Encode Char to UTF8

Jul 19, 2012 at 9:29am
Hi!. My question is simple. I need to encode a char array like "áéí" in UTF8. For example 'á' must be converted to "á"

Thanks in advance!
Jul 19, 2012 at 10:09am
It's not clear what you mean. You want to change some text in some other encoding to UTF8?
Jul 19, 2012 at 10:50am
If you use c++11, char is by default UTF8
Jul 19, 2012 at 10:57am
@viliml
That's not true.
Jul 19, 2012 at 11:03am
I have a char with accents. I want to encode this char to utf8.

List characters - utf8

á => á
À => À
ä => ä
é => é
è => è
É => É
ê => ê
æ => æ
í => Ã*
ó => ó
Ó => Ó
ö => ö
ú => ú
ü => ü
ñ => ñ
Ñ => Ñ
ç => ç
Jul 19, 2012 at 11:30am
I think what wiliml meant was that in C++11 you can write UTF8 encoded strings as u8"I'm a UTF-8 string." This is done at compile time so it will not help you if you want to encode the strings at runtime.

If you want to convert the string to UTF8 (at runtime) you first have to know what encoding the original string is using.
Jul 19, 2012 at 11:50am
Wikipedia wrote:
For the purpose of enhancing support for Unicode in C++ compilers, the definition of the type char has been modified to be both at least the size necessary to store an eight-bit coding of UTF-8 and large enough to contain any member of the compiler's basic execution character set. It was previously defined as only the latter.

And:
Wikipedia wrote:
1
2
3
u8"I'm a UTF-8 string."
u"This is a UTF-16 string."
U"This is a UTF-32 string."

The type of the first string is the usual const char[]. The type of the second string is const char16_t[]. The type of the third string is const char32_t[].
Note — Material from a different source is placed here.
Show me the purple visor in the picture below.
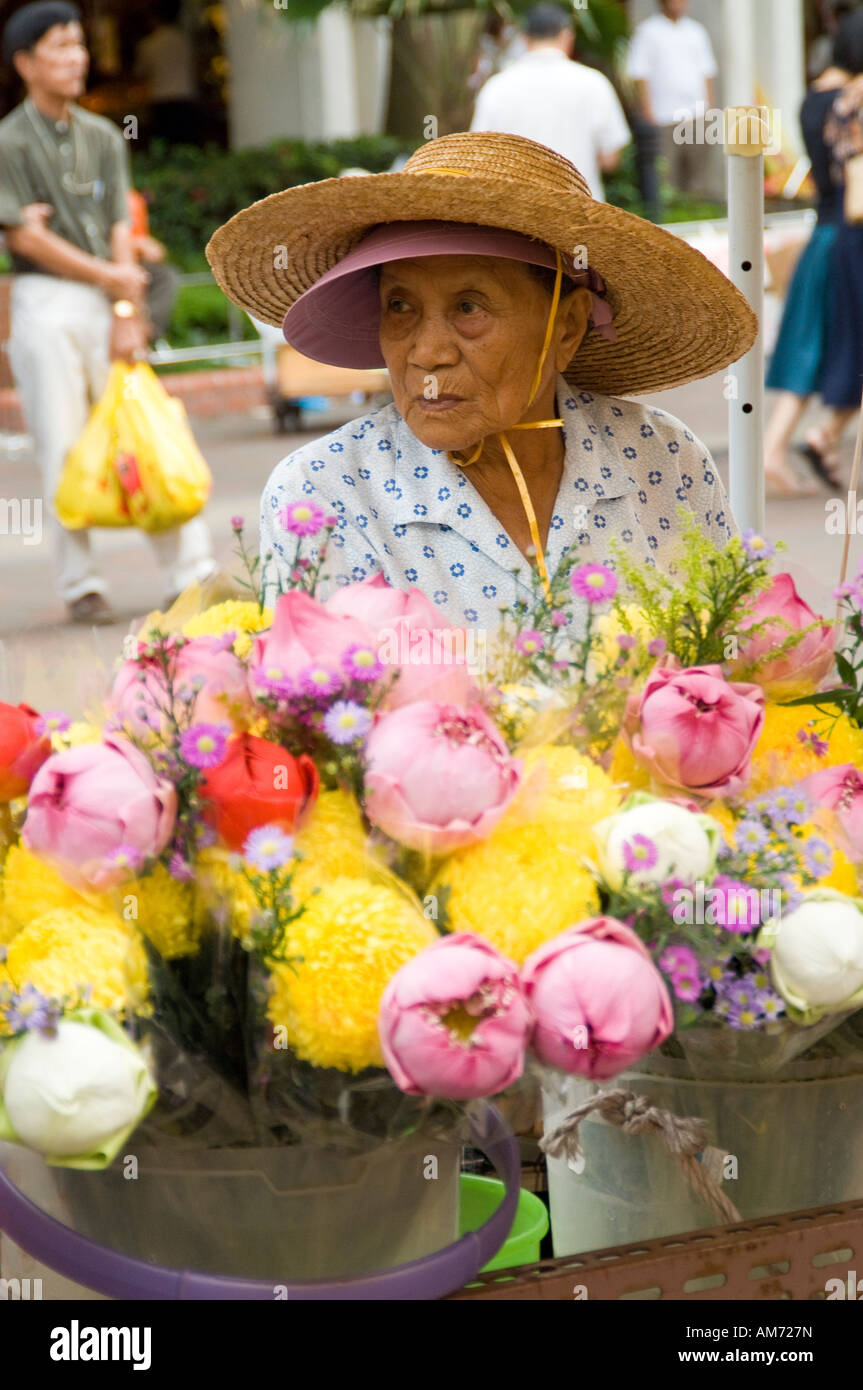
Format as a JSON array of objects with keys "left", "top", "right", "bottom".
[{"left": 281, "top": 220, "right": 615, "bottom": 368}]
As you see, the regular type char has UTF8 encoding
Last edited on Jul 19, 2012 at 11:53am
Jul 19, 2012 at 1:22pm
viliml wrote:
As you see, the regular type char has UTF8 encoding

It doesn't say that. It just says you can use char to store UTF8, but you can use char for other encodings as well.
Last edited on Jul 19, 2012 at 1:23pm
Jul 19, 2012 at 1:48pm
And how do you choose which encoding to use?
Jul 19, 2012 at 3:59pm
I need encode a simple char in utf8

int main() {

char test[10] = "Hellóóóó";

//Here encode test in utf8

return 0;

}
Jul 19, 2012 at 5:37pm
char test[10] = "Hellóóóó";
//Here encode test in utf8

On the majority of platforms, it is already in UTF-8, see ideone.com's linux for example: http://ideone.com/iSKK2
In other cases, there are plenty of platform-specific means to do that conversion, or, in C++11, standard means as well. But, as already pointed out, adding a u8 before the opening " enforces that on all platforms/environments, if you have C++11 support.

If you don't, then try to give as much detail as possible about your platform and compiler.
Last edited on Jul 19, 2012 at 5:40pm
Jul 23, 2012 at 7:50am
I'm using vs 2008 win32. You need more info?

Thanks in advance
Topic archived. No new replies allowed.